Interesting article. I am aware of Julia Christensen's work. The other parallel development in Europe is the re-use of buildings other than retail. We have numerous examples of schools, chruches, former military sites and farm buildings being re-used by their local communities. This hasn't yet generated the glossary used by Deadmalls - a missed opportunity perhaps?
I am very excited about the prospect of the demise of mall culture as we know it.
Hopefully it can be replaced with locally owned stores, cottage industries, hobbies, and a psychological shift away from consumerism as a way of life.
Perhaps Americans will replace consumerism with activism???
"Perhaps Americans will replace consumerism with activism???"

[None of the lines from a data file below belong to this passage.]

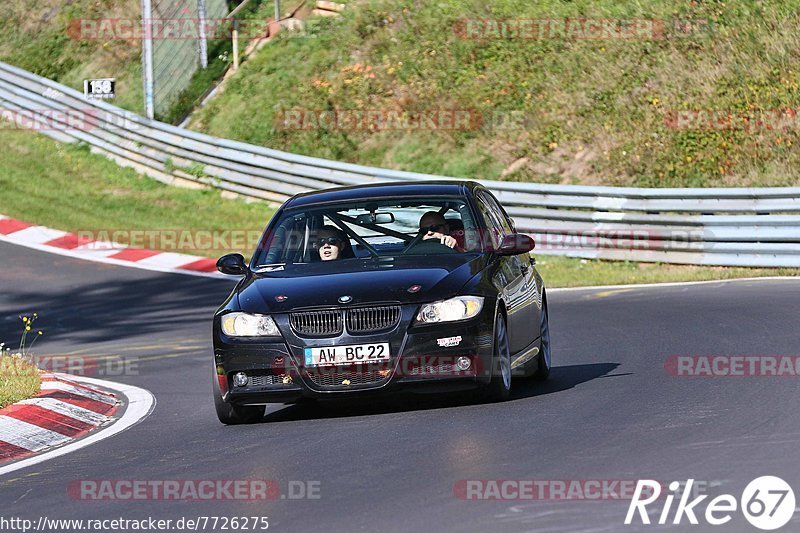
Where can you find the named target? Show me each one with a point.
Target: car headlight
(458, 308)
(246, 325)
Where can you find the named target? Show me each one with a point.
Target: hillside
(666, 106)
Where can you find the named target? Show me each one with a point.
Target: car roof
(383, 190)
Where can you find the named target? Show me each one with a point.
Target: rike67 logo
(767, 502)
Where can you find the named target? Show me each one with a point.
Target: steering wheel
(412, 243)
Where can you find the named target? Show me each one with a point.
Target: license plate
(343, 355)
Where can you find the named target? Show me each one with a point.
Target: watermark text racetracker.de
(76, 365)
(61, 119)
(394, 119)
(104, 525)
(552, 489)
(715, 366)
(243, 490)
(581, 28)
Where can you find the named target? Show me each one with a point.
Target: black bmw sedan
(422, 286)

I think this _will_ occur: activism in the form of more biking and walking, more growing of food in our back yards, and definitely less consumerism due to inflation and shortages.
It's poetic to think of some of these malls becoming mixed service and residential (perhaps boomer-retirement) communities. Mall walkers become mall-residents. Retire locally. Retire your car (icon of independent living) way before you can't drive it anymore.
I can see some appealing to us younger generations too, though we'd have different needs and sensibilities.
Turn 70% of all shopping malls across the U.S. into factories and we'll have a nation of producers again--not consumers.
An Orange County entrepreneur proposes an economically viable solution for Hawthorne Plaza Mall owners (The Charle Co. of Beverly Hills) to consider. The Stadium of Dreams concept would be the first of it's kind in the world. It will turn the once vibrant mall into an enormously profitable facility that will become the FUTURE in retail for the 14 to 34 demographic! Other malls (hopefully deadmalls) will be taking notes on this one!